Now, guidance to the Justice Manual specific to FCA matters announces detailed criteria for cooperation credit. There is much that is practical and routine in the guidance but also some big departures from prior “policy” or practices. Big picture, it seems DOJ is trying to proactively lead and manage the appropriate use of this punitive statute in the face of the whistleblowers’ bar that view the statute’s prerogatives as their own and the gross inefficiencies in the statute revealed year after year by the fact that DOJ qui tam declinations remain generally in the 80% range. The guidance gives DOJ counsel considerable leeway to address the most appropriate track for investigations. More practically, the cooperation credit guidance gives a roadmap for companies under investigation to navigate to the best result possible in any FCA investigation.
A few notable points:
The guidance heavily emphasizes voluntary disclosure as the key action to obtaining cooperation credit but also states that there can be no cooperation credit for doing something required by law. This suggests health safety and overpayment disclosures may be exempt from the guidance. Nevertheless, partial credit is authorized and there are significant incentives for partial credit with transparent and collaborative approaches to the FCA investigation if the initial disclosure did not occur.

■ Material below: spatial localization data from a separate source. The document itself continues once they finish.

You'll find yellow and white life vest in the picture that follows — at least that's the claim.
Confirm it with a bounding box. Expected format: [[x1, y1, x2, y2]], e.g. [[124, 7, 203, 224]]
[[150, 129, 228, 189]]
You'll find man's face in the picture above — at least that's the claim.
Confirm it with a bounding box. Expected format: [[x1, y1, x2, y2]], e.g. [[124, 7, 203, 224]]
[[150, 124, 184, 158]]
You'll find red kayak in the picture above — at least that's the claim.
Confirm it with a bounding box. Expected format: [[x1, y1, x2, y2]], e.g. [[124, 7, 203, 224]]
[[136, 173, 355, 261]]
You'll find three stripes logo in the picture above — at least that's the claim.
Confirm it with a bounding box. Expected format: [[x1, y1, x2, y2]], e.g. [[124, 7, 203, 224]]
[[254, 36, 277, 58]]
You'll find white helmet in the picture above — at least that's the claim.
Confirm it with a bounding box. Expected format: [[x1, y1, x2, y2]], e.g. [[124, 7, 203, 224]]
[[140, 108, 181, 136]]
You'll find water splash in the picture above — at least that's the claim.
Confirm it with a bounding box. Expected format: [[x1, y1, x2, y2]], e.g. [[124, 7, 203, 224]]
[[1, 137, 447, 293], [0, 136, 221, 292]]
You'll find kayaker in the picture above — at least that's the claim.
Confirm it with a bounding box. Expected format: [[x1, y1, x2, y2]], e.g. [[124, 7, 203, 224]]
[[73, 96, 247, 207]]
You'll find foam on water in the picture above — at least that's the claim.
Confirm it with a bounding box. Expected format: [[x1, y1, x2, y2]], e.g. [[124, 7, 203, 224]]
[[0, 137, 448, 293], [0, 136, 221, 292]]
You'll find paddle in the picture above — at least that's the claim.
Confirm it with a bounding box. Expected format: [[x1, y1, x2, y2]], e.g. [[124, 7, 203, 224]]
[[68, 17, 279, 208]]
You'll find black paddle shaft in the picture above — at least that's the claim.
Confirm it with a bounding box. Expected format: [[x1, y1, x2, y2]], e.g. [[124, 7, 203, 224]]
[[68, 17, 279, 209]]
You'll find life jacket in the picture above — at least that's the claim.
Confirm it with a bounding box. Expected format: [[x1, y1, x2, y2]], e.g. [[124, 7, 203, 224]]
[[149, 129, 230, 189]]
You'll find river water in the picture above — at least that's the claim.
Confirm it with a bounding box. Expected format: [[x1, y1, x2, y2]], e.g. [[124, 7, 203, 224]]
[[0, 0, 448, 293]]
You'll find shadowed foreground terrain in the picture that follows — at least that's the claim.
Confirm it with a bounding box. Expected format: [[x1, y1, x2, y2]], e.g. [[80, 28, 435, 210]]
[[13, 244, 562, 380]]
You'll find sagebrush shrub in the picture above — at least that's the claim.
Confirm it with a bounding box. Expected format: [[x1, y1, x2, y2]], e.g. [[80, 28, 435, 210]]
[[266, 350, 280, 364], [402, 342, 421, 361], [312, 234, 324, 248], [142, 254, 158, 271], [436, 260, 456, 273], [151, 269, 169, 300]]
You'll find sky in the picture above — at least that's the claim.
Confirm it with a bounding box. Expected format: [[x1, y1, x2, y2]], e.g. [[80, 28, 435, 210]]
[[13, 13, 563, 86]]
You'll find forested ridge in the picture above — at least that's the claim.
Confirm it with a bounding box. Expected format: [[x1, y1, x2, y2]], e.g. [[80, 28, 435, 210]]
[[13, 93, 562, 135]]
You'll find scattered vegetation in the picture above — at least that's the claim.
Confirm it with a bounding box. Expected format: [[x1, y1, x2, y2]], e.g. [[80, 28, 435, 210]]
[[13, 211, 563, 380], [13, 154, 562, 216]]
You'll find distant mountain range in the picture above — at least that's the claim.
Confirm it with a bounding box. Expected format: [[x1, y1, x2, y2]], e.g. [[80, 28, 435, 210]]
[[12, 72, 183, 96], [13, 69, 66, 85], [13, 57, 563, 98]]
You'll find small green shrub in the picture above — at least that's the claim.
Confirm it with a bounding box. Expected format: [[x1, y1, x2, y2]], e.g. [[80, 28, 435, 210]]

Compliance program improvements during an investigation may be considered in assessing cooperation or the most appropriate remedy. This position is sensible and also in direct conflict with the HHS OIG position in healthcare fraud matters that compliance improvements during an investigation carry no weight in evaluating “risk” for potential imposition of a corporate integrity agreement (CIA).
Cooperation is not just a potential monetary reduction but may be proactive assistance with parallel agency matters and “assisting the entity or individual in resolving qui tam litigation with a relator or relators.” This position is a welcomed and big departure from DOJ’s historic practices and more in line with the true objective of DOJ managing agency parallel proceedings. DOJ may also consider remedial efforts undertaken by the company to address the underlying wrongful conduct, including termination of employees. There are clear incentives to clean house for those responsible for the wrongful conduct.
So often in FCA practice the government conference room discussions focus on policies about what can or cannot be done in reaching creative resolutions or decisions in FCA matters. This written guidance on cooperation credit signals that government attorneys have broad discretion to be creative in FCA matters if the right circumstances materialize. It’s up to the entities and FCA practitioners to try and make it happen.